Korzystając z okazji chciałabym niniejszym obalić te dwa mity (w jeden przyznaję, sama wierzyłam w czasach wczesnostudenckich): 
  • Na sposób zwracania wpływa przede wszystkim pełniona rola społeczna adresata – do swojego studenta na zajęciach powiem „proszę Pana”, albo „Panie Michale” (jeżeli akurat pamiętam i jeżeli akurat nazywa się Michał), ale jeżeli zostanie za jakiś czas ambasadorem i spotkamy się w kontekście dyplomatycznym, powiem „Panie Ambasadorze” (poza tym kontekstem też może tak się zdarzyć). Dla swoich studentów na zajęciach jestem „Panią Doktor”, w sprawach administracyjnych „Panią Dziekan” – pisanie Prodziekan to tak jak gdyby pisać „Pani Wiceprezes” albo „Panie zastępco Przewodniczącego”), ale jak trafię do szpitala, lekarz pewnie będzie do mnie mówił „Pani Kasiu”. Niekiedy dostosowujemy formę zwracania się na wyrost do kontekstu – występując z Dziekanką Kachniewską w radiu będę zwracać się do niej i mówić o niej per „Pani Dziekan”, choć zazwyczaj tego ode mnie nie wymaga, ba – nie chce. 
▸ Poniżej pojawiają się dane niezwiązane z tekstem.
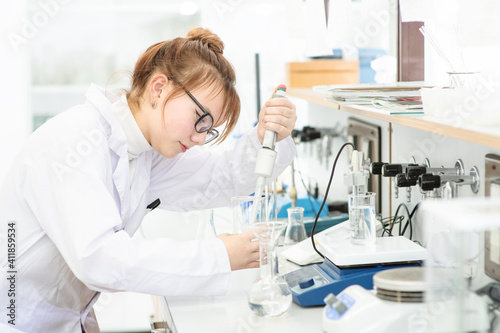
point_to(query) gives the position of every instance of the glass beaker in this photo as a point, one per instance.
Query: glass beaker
(269, 295)
(362, 218)
(243, 208)
(295, 230)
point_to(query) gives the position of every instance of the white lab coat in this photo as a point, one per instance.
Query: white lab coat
(75, 210)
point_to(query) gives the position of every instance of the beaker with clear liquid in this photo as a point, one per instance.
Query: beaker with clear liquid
(269, 295)
(362, 221)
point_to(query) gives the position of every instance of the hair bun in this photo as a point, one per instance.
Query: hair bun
(207, 37)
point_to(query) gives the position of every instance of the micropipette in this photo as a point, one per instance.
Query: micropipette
(267, 155)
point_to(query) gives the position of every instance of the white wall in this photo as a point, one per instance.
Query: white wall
(15, 114)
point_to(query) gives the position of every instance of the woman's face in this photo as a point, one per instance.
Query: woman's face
(172, 126)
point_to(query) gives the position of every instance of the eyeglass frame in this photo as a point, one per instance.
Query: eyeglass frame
(211, 131)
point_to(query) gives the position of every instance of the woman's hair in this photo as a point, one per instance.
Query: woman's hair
(195, 61)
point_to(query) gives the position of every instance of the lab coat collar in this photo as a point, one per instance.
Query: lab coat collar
(136, 142)
(102, 100)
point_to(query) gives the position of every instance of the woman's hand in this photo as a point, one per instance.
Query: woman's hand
(242, 249)
(278, 115)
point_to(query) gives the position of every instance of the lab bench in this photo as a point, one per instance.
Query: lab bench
(230, 313)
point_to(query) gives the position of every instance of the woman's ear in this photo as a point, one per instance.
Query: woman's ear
(158, 84)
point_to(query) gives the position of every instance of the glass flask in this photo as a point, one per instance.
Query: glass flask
(269, 295)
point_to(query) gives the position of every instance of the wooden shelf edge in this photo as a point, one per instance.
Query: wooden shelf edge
(415, 122)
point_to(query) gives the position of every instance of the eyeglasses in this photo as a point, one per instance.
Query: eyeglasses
(205, 121)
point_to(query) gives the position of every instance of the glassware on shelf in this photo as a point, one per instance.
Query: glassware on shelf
(295, 230)
(269, 295)
(362, 218)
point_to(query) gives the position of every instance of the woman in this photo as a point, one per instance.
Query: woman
(83, 182)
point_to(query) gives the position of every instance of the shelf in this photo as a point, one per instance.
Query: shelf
(488, 136)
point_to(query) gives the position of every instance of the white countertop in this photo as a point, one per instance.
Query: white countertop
(230, 313)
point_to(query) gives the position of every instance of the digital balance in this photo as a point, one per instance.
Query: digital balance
(347, 264)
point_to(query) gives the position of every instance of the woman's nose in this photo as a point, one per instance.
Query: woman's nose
(199, 138)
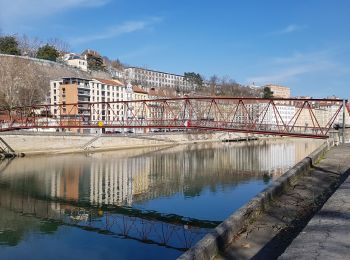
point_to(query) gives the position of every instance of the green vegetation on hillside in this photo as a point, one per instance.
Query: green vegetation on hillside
(47, 52)
(9, 45)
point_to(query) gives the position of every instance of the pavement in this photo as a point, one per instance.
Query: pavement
(308, 221)
(327, 235)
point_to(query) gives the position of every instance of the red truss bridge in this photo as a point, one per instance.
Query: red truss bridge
(312, 118)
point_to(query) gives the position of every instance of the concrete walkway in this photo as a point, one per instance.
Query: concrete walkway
(327, 235)
(280, 225)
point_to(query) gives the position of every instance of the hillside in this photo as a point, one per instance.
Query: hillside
(25, 81)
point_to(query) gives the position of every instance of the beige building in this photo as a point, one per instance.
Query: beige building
(279, 91)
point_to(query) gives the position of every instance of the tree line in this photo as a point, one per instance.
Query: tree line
(33, 47)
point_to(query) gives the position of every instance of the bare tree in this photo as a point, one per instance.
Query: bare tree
(21, 83)
(28, 46)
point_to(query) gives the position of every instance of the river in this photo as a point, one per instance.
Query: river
(135, 204)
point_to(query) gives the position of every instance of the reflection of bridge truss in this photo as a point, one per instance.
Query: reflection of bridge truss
(285, 117)
(168, 233)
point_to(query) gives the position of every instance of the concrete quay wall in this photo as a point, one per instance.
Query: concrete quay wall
(227, 231)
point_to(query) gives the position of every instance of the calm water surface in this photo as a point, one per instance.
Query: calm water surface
(140, 204)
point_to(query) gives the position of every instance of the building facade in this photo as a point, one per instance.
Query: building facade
(154, 78)
(76, 61)
(279, 91)
(68, 91)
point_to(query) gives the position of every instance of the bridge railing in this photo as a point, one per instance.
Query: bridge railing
(290, 117)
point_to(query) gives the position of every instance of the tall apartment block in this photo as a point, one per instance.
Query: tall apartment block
(68, 91)
(154, 78)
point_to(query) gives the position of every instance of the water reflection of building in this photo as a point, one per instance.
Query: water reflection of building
(116, 181)
(187, 170)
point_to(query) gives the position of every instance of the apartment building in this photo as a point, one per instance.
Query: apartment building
(154, 78)
(279, 91)
(76, 61)
(68, 91)
(78, 90)
(103, 90)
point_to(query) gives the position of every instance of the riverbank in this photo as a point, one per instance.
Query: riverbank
(30, 144)
(265, 226)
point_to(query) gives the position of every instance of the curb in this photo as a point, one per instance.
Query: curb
(209, 246)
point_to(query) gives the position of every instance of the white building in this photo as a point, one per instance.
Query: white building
(154, 78)
(75, 90)
(76, 61)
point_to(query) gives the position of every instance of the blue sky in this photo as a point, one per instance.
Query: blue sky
(300, 44)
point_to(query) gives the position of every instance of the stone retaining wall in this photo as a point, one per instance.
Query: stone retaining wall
(212, 243)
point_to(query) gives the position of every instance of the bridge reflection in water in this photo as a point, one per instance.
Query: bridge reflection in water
(115, 193)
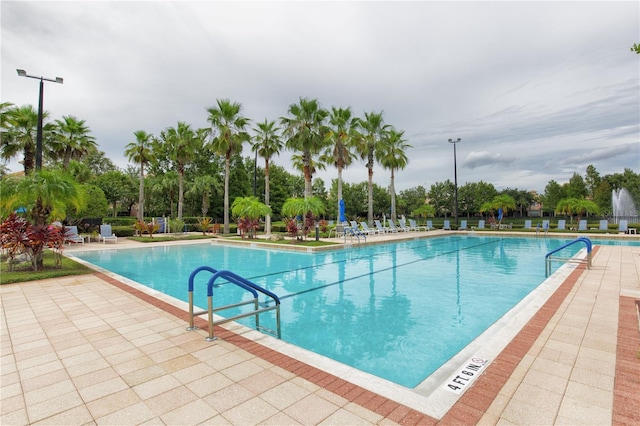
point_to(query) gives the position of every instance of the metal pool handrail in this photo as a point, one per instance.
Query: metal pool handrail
(548, 258)
(241, 282)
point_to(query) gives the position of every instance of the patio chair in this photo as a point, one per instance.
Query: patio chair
(381, 229)
(107, 235)
(71, 235)
(367, 230)
(413, 225)
(623, 226)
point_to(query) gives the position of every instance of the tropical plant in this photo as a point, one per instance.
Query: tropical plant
(228, 126)
(267, 143)
(374, 131)
(393, 157)
(249, 210)
(71, 140)
(140, 152)
(340, 139)
(304, 130)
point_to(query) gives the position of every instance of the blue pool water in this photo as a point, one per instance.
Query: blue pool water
(398, 311)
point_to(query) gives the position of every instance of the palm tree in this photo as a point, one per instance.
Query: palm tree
(267, 143)
(20, 137)
(140, 152)
(305, 134)
(229, 127)
(367, 147)
(340, 139)
(45, 196)
(392, 157)
(183, 145)
(72, 140)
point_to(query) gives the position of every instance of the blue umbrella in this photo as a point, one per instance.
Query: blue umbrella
(342, 217)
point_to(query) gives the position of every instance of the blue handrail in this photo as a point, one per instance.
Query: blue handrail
(584, 240)
(241, 282)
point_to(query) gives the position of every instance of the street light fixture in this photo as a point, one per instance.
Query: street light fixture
(23, 73)
(455, 175)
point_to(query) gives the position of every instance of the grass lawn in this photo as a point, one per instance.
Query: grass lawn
(24, 272)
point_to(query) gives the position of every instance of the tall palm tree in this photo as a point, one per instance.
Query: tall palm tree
(340, 137)
(393, 157)
(140, 153)
(267, 143)
(374, 131)
(72, 140)
(20, 137)
(304, 129)
(183, 145)
(228, 126)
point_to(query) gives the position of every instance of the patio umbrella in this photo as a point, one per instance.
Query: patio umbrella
(342, 217)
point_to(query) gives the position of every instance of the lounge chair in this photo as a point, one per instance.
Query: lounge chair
(71, 235)
(381, 229)
(107, 235)
(623, 226)
(367, 230)
(413, 225)
(402, 225)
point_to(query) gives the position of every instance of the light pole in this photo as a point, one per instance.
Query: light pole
(23, 73)
(455, 175)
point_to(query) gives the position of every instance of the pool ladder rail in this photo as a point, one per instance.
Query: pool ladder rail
(243, 283)
(548, 257)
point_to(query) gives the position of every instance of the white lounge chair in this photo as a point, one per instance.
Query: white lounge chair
(71, 235)
(107, 235)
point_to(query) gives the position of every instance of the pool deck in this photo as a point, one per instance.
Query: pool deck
(90, 349)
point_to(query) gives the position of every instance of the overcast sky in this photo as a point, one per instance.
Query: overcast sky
(535, 90)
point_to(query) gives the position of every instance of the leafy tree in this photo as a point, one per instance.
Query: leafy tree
(228, 126)
(304, 133)
(374, 132)
(267, 143)
(71, 140)
(339, 139)
(393, 157)
(140, 153)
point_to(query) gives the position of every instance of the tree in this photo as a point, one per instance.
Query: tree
(304, 130)
(140, 153)
(72, 140)
(374, 131)
(267, 143)
(182, 144)
(393, 157)
(339, 139)
(229, 129)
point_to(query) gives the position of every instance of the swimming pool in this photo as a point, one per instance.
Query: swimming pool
(398, 311)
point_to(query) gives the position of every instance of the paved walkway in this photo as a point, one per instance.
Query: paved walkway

  • To nie jest kwestia urazy czy bólu niedocenienia, co raczej pewien absmak związany z niewiedzą na temat kontekstu i ról społecznych. Jeżeli student pisze do mnie „Pani Kasiu” nie czuję się odarta z ciężko zdobytych dwóch literek, tylko pewną nieadekwatność (i tu wyznanie: po I semestrze studiów brałam wpis u pewnego prof. dr hab., którego wpisałam do indeksu jako dr. Gdy wpisując mi ocenę dopisywał brakujące człony swojego przedimienia zakładałam chyba dokładnie to samo, co pani Małgosia w stosunku do mnie) 
No dobrze, przyznaję na koniec – może trochę się czepiam. Wczoraj opowiadałam o kwiatkach z mojej korespondencji zaprzyjaźnionej profesorce, kierowniczce katedry z UW, która po chwili zastanowienia odparła, że nie wie o co mi chodzi – sama dostaje stosy listów z prośbami typu „witam proszę mi…”, w tym jej ulubione: „piszę pracę na temat… proszę przysłać mi literaturę” – a jest ode mnie nieco starsza i bardziej utytułowana. Tyle, że ona te listy ignoruje (zwłaszcza te ulubione), a ja staram się jednak nie.